I hate to depart from my usual blog theme for two days in a row, but I have GREAT news, and I promised an update. Cinn's ultrasound is clear! Which means they still don't know 100 percent what's going on with her, but they have concluded it is not cancer, which is definitely on my list of "top five best pieces of news I've ever gotten in my life". She looks a little goofy (ok, down right ridiculous) because they had to shave her sides for the ultrasound, but who the hell cares? Certainly not her, and it's a small price to pay for such a hopeful result.



Yesterday was an incredibly emotional day. I cried tears of worry, fear, relief, joy. I vacillated between trying to be hopeful, and not wanting to be overly optimistic, only to get blindsided by bad news.  Normally with these types of things, at least when it comes to myself, I have some sort of "premonition" feeling. I just know what the result will be. In the past few years, I've undergone several biopsies testing for cancer (melanoma and endometrial) as well as a brain scan for MS and TIAs. With each of these, I wasn't concerned.
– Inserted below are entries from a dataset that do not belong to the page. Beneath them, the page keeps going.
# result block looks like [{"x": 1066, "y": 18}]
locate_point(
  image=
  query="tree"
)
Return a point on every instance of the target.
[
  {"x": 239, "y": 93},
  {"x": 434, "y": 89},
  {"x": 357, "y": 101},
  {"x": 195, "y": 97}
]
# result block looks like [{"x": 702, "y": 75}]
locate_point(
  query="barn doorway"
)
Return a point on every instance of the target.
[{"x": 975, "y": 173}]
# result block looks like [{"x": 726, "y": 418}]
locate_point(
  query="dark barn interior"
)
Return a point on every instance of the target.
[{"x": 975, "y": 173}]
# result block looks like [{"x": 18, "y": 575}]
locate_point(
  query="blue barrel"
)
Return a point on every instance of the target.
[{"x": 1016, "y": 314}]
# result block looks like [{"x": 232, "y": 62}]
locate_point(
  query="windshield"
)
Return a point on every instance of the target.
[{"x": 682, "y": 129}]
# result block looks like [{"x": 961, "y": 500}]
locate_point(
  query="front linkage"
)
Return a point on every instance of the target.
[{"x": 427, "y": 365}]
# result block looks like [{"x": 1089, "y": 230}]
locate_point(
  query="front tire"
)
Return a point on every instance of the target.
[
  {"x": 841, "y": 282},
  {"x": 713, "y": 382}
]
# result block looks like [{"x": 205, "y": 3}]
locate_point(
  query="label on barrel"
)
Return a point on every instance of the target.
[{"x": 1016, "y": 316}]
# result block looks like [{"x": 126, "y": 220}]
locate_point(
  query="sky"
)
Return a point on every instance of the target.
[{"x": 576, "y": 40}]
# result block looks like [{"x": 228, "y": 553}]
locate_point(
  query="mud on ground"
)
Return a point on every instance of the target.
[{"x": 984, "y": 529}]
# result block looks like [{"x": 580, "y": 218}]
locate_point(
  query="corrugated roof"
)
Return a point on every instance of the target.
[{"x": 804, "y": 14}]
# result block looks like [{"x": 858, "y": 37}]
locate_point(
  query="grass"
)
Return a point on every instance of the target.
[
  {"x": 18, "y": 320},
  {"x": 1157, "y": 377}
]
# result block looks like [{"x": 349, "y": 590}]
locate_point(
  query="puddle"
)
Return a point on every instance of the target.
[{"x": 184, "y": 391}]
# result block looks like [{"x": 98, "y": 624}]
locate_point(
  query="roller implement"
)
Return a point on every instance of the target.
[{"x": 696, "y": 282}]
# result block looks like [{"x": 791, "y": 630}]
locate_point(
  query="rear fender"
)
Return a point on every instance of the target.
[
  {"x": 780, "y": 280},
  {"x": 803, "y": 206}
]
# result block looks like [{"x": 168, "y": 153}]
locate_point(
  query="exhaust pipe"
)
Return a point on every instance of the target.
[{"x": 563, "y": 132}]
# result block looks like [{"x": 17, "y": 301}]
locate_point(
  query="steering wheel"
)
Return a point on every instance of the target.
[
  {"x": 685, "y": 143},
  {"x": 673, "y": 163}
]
Not because I'm short-sighted, or think "that doesn't happen to me" (cancer has hit all to close to home in my family in the last few years and I don't think I'm immune by any means) but because I just knew (I was right, for the record, all were clean). With Cinn, I felt no premonition. I tried to prepare for the worst. I tried to be strong for her. But neither was fueled by the underlying feeling of certainty, just my trying to balance out my emotions - something we all know by now that I'm not a superstar at.

The feeling of relief, when it finally comes, is a strange one. I call it more a feeling than an emotion, because it's externally fueled. There's some circumstance that's causing you to feel upset/anxious/angry/fearful, and with a positive result comes relief. You don't just wake up one day feeling relieved out of nowhere (or at least I never have), the way you might feel sad or happy or even angry.  Relief makes you laugh, cry, feel giddy, feel light-hearted and light-headed. Other things that would normally bother or frustrate you seem tiny in comparison - who cares that some jerk just cut you off in traffic and flipped you off, your dog is healthy!

Eventually, relief fades, as all emotions do. But I think there's a lesson that we can take from the brief moments with have with it. Relief is a great perspective-maker. It's easy to get caught up in the day to day annoyances that, if you were to look back five years, or a year, or maybe even a few months from now, you wouldn't even remember. Yet during that time of relief, we're able to look at these frustrating or negative moments for what they really are - minutia, when compared to something that's really worth being upset over. Nobody wants to face a situation in which they have to hope for relief, but ultimately, we all do. So if we can learn a bit from it, well, that's just a bonus. 

2 comments:

  1. It is definitely a big relief that the ultrasound came back with nothing really negative on it. Cinn didn't actually seem too worried about it herself and, in fact, even with all of the other dogs around seemed pretty relax. Glad for you that this particular episode is over, though.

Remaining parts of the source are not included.